The Liberals argue that it’s an illegal strike under Bill 115, the controversial anti-strike law that gave them the power to impose the two-year collective agreements on teachers.
McGuinty wouldn’t say whether the government would go after teachers who walk off the job in court and said they could protest before or after school, on the weekend, or on a statutory holiday.
Meanwhile, high school teachers announced late Wednesday they will hold a day of political protest for Jan. 16 if the government has not repealed Bill 115, rescinded the imposed contracts and restored free collective bargaining.
“It is regrettable that the provincial government has chosen to continue down this path and not respect the rights of education workers,” Ken Coran, the union’s president, said in a release.

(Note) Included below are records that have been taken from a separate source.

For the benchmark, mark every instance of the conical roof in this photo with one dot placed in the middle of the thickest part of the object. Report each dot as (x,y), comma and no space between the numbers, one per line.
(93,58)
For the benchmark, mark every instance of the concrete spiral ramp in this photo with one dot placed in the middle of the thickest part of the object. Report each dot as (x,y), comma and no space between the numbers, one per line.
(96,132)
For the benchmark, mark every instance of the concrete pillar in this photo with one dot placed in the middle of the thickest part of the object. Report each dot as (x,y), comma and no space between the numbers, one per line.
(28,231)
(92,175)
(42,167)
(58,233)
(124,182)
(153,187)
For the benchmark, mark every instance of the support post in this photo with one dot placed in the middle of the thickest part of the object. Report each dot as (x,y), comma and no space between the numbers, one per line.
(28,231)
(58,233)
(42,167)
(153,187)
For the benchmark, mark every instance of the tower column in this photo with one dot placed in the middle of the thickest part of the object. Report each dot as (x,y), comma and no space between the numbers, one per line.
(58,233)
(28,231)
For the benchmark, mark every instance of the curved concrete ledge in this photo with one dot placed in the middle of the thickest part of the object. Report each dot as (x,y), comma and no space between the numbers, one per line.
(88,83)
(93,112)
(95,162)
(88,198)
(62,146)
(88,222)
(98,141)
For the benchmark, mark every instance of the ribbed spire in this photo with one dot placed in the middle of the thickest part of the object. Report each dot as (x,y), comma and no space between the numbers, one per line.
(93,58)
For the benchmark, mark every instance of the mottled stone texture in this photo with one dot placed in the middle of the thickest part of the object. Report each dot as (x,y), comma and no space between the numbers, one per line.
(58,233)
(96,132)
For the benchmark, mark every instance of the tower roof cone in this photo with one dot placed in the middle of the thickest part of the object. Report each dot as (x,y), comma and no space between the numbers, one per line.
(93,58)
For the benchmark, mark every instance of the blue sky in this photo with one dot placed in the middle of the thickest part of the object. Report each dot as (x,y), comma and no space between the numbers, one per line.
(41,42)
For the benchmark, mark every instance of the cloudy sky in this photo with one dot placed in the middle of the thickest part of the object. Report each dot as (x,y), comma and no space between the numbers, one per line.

Under Ontario’s labour laws, engaging in illegal strike activity can carry a penalty of up to $2,000 per person and $25,000 for a trade union.
Education Minister Laurel Broten imposed collective agreements Jan. 3 on 126,000 public school teachers and education workers, which cut their benefits and froze most of their wages to battle the province’s $14.4-billion deficit.
She promised to repeal the law, which four unions are challenging in court — by the end of the month. But Hammond said it’s an empty gesture when she’s already used it to trample on teachers’ rights.
The protest is what his 76,000 members want, Hammond said. The union can’t fine any of its members if they don’t participate, because it’s a protest, not a strike.